D.C. District Court Rescinds FSOC’s Designation of MetLife as Systemically Important: Decision Cites “Fundamental Violations of Established Administrative Law,” Including a Failure to Consider the Costs of Regulation and Unexplained Deviations From Prior Regulatory GuidanceSullivan & Cromwell LLP - April 7, 2016
On March 30, 2016, in MetLife, Inc. v. Financial Stability Oversight Council, Judge Rosemary M. Collyer of the U.S. District Court for the District of Columbia (the “Court”) rescinded the designation of MetLife, Inc. (“MetLife”) by the Financial Stability Oversight Council (“FSOC”) as a systemically important nonbank financial company under Section 113 of the Dodd-Frank Wall Street Reform and Consumer Protection Act (the “Dodd-Frank Act”).
The Court concluded that, although MetLife is a “nonbank financial company” eligible for designation under Section 113 of the Dodd-Frank Act, FSOC’s basis for designating MetLife was fatally flawed in at least three respects.

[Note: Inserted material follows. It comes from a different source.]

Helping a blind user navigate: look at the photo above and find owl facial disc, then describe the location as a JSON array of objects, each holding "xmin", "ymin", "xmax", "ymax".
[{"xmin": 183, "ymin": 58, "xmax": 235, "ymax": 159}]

- First, FSOC deviated from its own guidance without explanation by failing to assess MetLife’s actual vulnerability to financial distress.
- Second, FSOC failed to establish a basis for a finding that MetLife’s material financial distress would cause “an impairment of financial intermediation or of financial market functioning that would be sufficiently severe to inflict significant damage on the broader economy,” within the meaning of FSOC’s guidance.
- Third, FSOC failed to weigh the perceived benefits of designating MetLife against the possible costs of taking such action, including the possibility that “imposing billions of dollars in cost could actually make MetLife more vulnerable to distress.”